The most important part of the M-Box architecture is the database design. M-Box uses a database abstraction layer, so that it is possible to use different database back-ends. This has been prototyped with several back-ends. Two database back-end are currently being provided, one for standard usage and one for archive access.
The underlying database is mapped onto the underlying file store using a format which we call “mdir”. This uses the basic approach of the popular maildir format, which enables mailbox sharing without use of file system locks. Mdir differs from maildir primarily to enable performance improvements, particularly in support of IMAP. Key features of the mdir format:
- No locks. This is critical for high performance, and robust horizontal scaling.
- Each message in a single file. This simple approach gives inherent high robustness, as any data corruption will be constrained to a single message. It also allows standard file system backup mechanisms to be used for online backup.
- Use of file store hierarchy. Folders and mailboxes are structured using the file store hierarchy. This approach is inherently robust and allows use of standard OS tools on the database. A key benefit is that each account is represented by a single directory hierarchy, which simplifies provisioning support and in particular account deletion.
A quick analysis might suggest that this simple approach, while very robust, would not give good performance. In fact, exactly the opposite is true. Modern files systems are highly optimized for exactly the sort of operations that are performed by M-Box. In particular:
- File system directories are indexed using b-trees, and have optimized layout on disk. Use of large directories with key indexing information in the filename is therefore very efficient.
- Files are intelligently laid out on the disk, which means that use of relatively small block size (good to gain high disk utilization, as messages are generally small) does not impact performance for large files.
In essence, M-Box is working with the tuning of the underlying file system, which is one of the reasons for its excellent performance. Our tests have shown that M-Box is faster than servers that use complex approaches to optimize performance, and that the approach taken gives benefits of simplicity, robustness and high performance
A key benefit that mdir provides is support of horizontal scaling with an architecture that allows multiple M-Box servers to access a single file store. This architecture gives 'horizontal scaling', and enables additional M-Box servers to be added to support more users. Load balancing between the M-Box servers will usually be achieved by use of a network load balancer. The file store will be chosen with appropriate size, performance and expansion options for the deployment. It may be a file system on one of the M-Box servers, but in most cases it is likely to be a separate network file server appliance. The file access protocol will depend on performance and scaling targets for the total system. Options include:
- NFS (Network File System). The traditional protocol for this sort of functionality.

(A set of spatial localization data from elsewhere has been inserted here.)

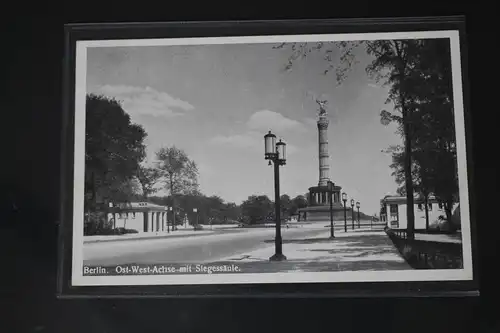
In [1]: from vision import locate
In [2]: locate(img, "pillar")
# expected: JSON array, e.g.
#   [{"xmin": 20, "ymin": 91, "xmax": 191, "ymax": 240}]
[
  {"xmin": 317, "ymin": 115, "xmax": 330, "ymax": 187},
  {"xmin": 143, "ymin": 212, "xmax": 148, "ymax": 232}
]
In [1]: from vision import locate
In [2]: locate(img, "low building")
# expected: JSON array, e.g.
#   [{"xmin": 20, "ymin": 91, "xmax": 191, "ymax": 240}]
[
  {"xmin": 107, "ymin": 201, "xmax": 171, "ymax": 234},
  {"xmin": 380, "ymin": 194, "xmax": 459, "ymax": 230}
]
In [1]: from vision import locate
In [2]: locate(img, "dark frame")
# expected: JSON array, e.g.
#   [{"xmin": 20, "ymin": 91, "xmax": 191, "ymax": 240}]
[{"xmin": 58, "ymin": 16, "xmax": 479, "ymax": 298}]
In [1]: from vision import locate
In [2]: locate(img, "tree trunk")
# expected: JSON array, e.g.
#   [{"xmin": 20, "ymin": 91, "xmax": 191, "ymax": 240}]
[
  {"xmin": 91, "ymin": 171, "xmax": 97, "ymax": 210},
  {"xmin": 403, "ymin": 113, "xmax": 415, "ymax": 240}
]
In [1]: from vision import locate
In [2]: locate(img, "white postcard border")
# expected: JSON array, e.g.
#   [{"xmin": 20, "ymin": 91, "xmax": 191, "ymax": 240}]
[{"xmin": 71, "ymin": 30, "xmax": 473, "ymax": 287}]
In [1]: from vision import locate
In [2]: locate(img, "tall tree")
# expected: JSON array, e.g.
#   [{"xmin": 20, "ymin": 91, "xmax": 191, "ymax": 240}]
[
  {"xmin": 366, "ymin": 40, "xmax": 430, "ymax": 239},
  {"xmin": 156, "ymin": 146, "xmax": 199, "ymax": 230},
  {"xmin": 381, "ymin": 38, "xmax": 458, "ymax": 229},
  {"xmin": 411, "ymin": 39, "xmax": 458, "ymax": 225},
  {"xmin": 84, "ymin": 94, "xmax": 146, "ymax": 214},
  {"xmin": 136, "ymin": 165, "xmax": 162, "ymax": 200}
]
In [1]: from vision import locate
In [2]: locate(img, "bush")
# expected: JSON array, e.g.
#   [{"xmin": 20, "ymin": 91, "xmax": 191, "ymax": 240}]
[
  {"xmin": 428, "ymin": 217, "xmax": 455, "ymax": 234},
  {"xmin": 113, "ymin": 227, "xmax": 138, "ymax": 235},
  {"xmin": 84, "ymin": 211, "xmax": 114, "ymax": 235}
]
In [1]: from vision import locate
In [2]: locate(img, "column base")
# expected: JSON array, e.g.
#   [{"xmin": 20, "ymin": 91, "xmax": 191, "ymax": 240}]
[{"xmin": 269, "ymin": 253, "xmax": 287, "ymax": 261}]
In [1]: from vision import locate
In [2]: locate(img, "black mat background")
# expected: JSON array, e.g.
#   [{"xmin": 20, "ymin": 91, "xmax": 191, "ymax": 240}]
[{"xmin": 2, "ymin": 3, "xmax": 497, "ymax": 333}]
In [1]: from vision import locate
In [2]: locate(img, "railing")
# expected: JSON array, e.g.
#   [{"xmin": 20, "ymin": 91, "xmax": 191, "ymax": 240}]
[
  {"xmin": 386, "ymin": 228, "xmax": 463, "ymax": 269},
  {"xmin": 393, "ymin": 229, "xmax": 408, "ymax": 239}
]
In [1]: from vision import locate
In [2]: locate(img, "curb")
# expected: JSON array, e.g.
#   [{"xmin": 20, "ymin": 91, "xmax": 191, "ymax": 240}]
[{"xmin": 84, "ymin": 230, "xmax": 220, "ymax": 244}]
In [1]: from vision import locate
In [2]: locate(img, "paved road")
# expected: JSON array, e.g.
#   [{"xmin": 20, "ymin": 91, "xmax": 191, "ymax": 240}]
[{"xmin": 83, "ymin": 226, "xmax": 329, "ymax": 266}]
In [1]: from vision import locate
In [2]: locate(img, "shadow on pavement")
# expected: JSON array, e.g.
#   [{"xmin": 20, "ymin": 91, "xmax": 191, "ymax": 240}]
[{"xmin": 263, "ymin": 233, "xmax": 389, "ymax": 246}]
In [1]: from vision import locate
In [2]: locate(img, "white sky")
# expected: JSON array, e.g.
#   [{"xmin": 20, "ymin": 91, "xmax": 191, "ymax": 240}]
[{"xmin": 86, "ymin": 42, "xmax": 402, "ymax": 215}]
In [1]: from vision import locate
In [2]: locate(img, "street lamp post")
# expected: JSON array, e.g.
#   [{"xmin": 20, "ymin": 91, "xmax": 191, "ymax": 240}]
[
  {"xmin": 264, "ymin": 131, "xmax": 287, "ymax": 262},
  {"xmin": 350, "ymin": 199, "xmax": 355, "ymax": 230},
  {"xmin": 342, "ymin": 192, "xmax": 347, "ymax": 232},
  {"xmin": 328, "ymin": 181, "xmax": 335, "ymax": 239},
  {"xmin": 356, "ymin": 201, "xmax": 360, "ymax": 228},
  {"xmin": 167, "ymin": 206, "xmax": 170, "ymax": 232},
  {"xmin": 193, "ymin": 208, "xmax": 198, "ymax": 228},
  {"xmin": 168, "ymin": 206, "xmax": 173, "ymax": 233}
]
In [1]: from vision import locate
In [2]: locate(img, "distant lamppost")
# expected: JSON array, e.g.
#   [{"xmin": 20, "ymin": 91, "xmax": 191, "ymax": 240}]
[
  {"xmin": 264, "ymin": 130, "xmax": 287, "ymax": 262},
  {"xmin": 168, "ymin": 206, "xmax": 173, "ymax": 233},
  {"xmin": 327, "ymin": 181, "xmax": 335, "ymax": 239},
  {"xmin": 342, "ymin": 192, "xmax": 347, "ymax": 232},
  {"xmin": 350, "ymin": 199, "xmax": 355, "ymax": 230},
  {"xmin": 356, "ymin": 201, "xmax": 361, "ymax": 228},
  {"xmin": 193, "ymin": 208, "xmax": 198, "ymax": 228}
]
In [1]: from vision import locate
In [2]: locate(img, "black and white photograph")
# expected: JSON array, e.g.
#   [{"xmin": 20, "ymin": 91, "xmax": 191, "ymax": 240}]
[{"xmin": 70, "ymin": 29, "xmax": 473, "ymax": 287}]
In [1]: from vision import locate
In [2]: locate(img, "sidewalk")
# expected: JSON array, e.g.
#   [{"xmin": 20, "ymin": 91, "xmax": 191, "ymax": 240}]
[
  {"xmin": 219, "ymin": 230, "xmax": 411, "ymax": 272},
  {"xmin": 84, "ymin": 229, "xmax": 217, "ymax": 244},
  {"xmin": 414, "ymin": 232, "xmax": 462, "ymax": 244}
]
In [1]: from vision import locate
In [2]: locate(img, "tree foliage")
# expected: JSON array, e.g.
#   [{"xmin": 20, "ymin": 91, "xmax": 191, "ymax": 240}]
[
  {"xmin": 280, "ymin": 194, "xmax": 292, "ymax": 217},
  {"xmin": 156, "ymin": 146, "xmax": 199, "ymax": 196},
  {"xmin": 136, "ymin": 165, "xmax": 162, "ymax": 199},
  {"xmin": 84, "ymin": 94, "xmax": 146, "ymax": 213},
  {"xmin": 273, "ymin": 41, "xmax": 363, "ymax": 84},
  {"xmin": 240, "ymin": 195, "xmax": 274, "ymax": 224},
  {"xmin": 154, "ymin": 146, "xmax": 199, "ymax": 230},
  {"xmin": 290, "ymin": 195, "xmax": 308, "ymax": 215}
]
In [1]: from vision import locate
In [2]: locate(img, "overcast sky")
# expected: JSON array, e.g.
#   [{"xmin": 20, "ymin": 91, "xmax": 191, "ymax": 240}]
[{"xmin": 86, "ymin": 41, "xmax": 402, "ymax": 215}]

- iSCSI. A mapping of the SCSI (Small Computer Systems Interface) protocol commonly used onto IP. iSCSI can be used with a clustering file system to provide a low cost, higher performance alternative to NFS.
- SAN (Storage Area Network). A more expensive, higher performance option.
Although this approach gives an elegant way to scale an M-Box deployment by adding more servers, the major advantage of this architecture is in simplified management. This architecture leads to user mailboxes being deployed on a single file store, with each account having a separate directory. Increase in storage is simply a question of increasing the size of the file server. This makes it easy to add and remove accounts.
Many mailbox servers, particularly those with complex databases, lock mailboxes to specific servers. This leads to two problems:
- In order to make mailbox location transparent to the end user, a tier of application servers will generally be introduced, so that the user gets redirected to the right server.
- When servers are added, or usage grows, there will be the requirement to migrate users between servers. This adds product and operational complexity.
M-Box's architecture avoids these problems.